[greenstone-devel] getting Greenstone to "see" DC metadata

From Holly Hendricks URI
DateSat, 31 Jul 2004 14:43:52 -0400
Subject [greenstone-devel] getting Greenstone to "see" DC metadata
I have been unable to get Greenstone to see my metadata.xml file
containing Dublin Core metadata, so I built a small test library to
try to debug this. I created a new library with 3 html documents
containing 1 image each.

I have gone through all the doc and "how to build a digital library"
in great detail, made flowcharts and lists of the steps, and believe I
am following every step.

Contents - everything in one folder. No documents with sections in
this test example.
- 3 simple html documents in the import directory
- Each has one associated .jpg image file also in the import directory
- A metadata.xml file is in the import directory containing 3 sets of
dublin core metadata following the prescribed format. See below at
the bottom of the file for an excerpt.

Question - should the metadata.xml be trying to use the remote
greenstone.org metadata.dtd, or a local one? That is the only thing I
have not tried doing differently.

RecPlug is configured to "use_metadata_files"
There are no html <meta> tags in the files

My classifiers are
classify AZList -metadata dc.subject
classify AZList -metadata dc.title
classify DateList -metadata dc.date

Yet the display from buildcol.pl at the end is repetitions of
WARNING: AZList: HASH5d32454163871c7a719c57 metadata is empty - not
classifying
every time it tries to process "doc.xml" for the hash directory

The only metadata that shows up in the Enrich section of the librarian
interface is ex.[name] metadata, never the Dublin Core.

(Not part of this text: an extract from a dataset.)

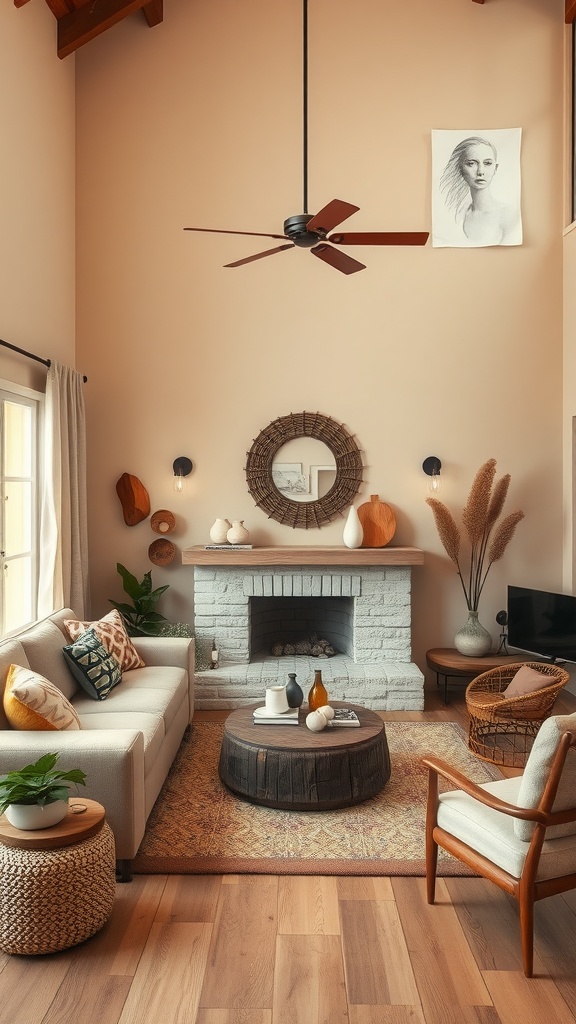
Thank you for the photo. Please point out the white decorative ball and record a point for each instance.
(316, 721)
(327, 711)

At what step (gather, enrich, design, create) or make-import-build
does the metadata.xml actually get assigned? According to the book,
it should happen in the import step. I have never seen it show up in
the enrich step - should it? Or would it only show there if entered
by hand? I think I am running with a minimal set of plugins, but is
one of these conflicting with the metadata I am trying to assign?

GAPlug
HTMLPlug
TEXTPlug
ZIPPlug
ArcPlug
RecPlug -use_metadata_files

When I look at metadata.xml after running my build procedure, it does
not contain the same information that was originally there, but
different metadata for language, encoding, plugin, source, and title.
Where does this other (unwanted) metadata come from?

I have been trying to make this work for 3 months. It seems like
others are using Dublin Core successfully. What am I missing?

Thank you.
Holly

part of metadata.xml (the one I wrote)
<?xml version="1.0" encoding="UTF-8"?>
<!DOCTYPE DirectoryMetadata SYSTEM
"http://greenstone.org/dtd/DirectoryMetadata/1.0/DirectoryMetadata.dtd
">
<DirectoryMetadata>
<FileSet>
<FileName></FileName>
<Description>
<Metadata name="dc.title">March to Birmingham</Metadata>
<Metadata mode="accumulate"
name="dc.language">English</Metadata>
<Metadata mode="accumulate" name="dc.subject">Rev. Dana M.
Greeley and colleagues in Birmingham, Alabama</Metadata>
<Metadata mode="accumulate" name="dc.description">Rev.
Dana M. Greeley and colleagues in Birmingham, Alabama </Metadata>
<Metadata mode="accumulate" name="dc.publisher">Arlington
Street Church Archives Committee, Boston, Mass. </Metadata>
<Metadata mode="accumulate" name="dc.contributor">Holly
Hendricks, Arlington Street Church Archives Committee </Metadata>
<Metadata mode="accumulate" name="dc.date">1965</Metadata>
<Metadata mode="accumulate"
name="dc.type">Image</Metadata>
<Metadata mode="accumulate" name="dc.format">image/jpeg
</Metadata>
<Metadata mode="accumulate"
name="dc.identifier">ASC0001nnn </Metadata>
<Metadata mode="accumulate" name="dc.coverage">Boston,
Mass </Metadata>
<Metadata mode="accumulate"
name="dc.coverage">1965</Metadata>
<Metadata mode="accumulate" name="dc.rights">Property of
Arlington Street Church Archives Committee</Metadata>
</Description>
</FileSet>

...repeat for 2 other file sets....

</DirectoryMetadata>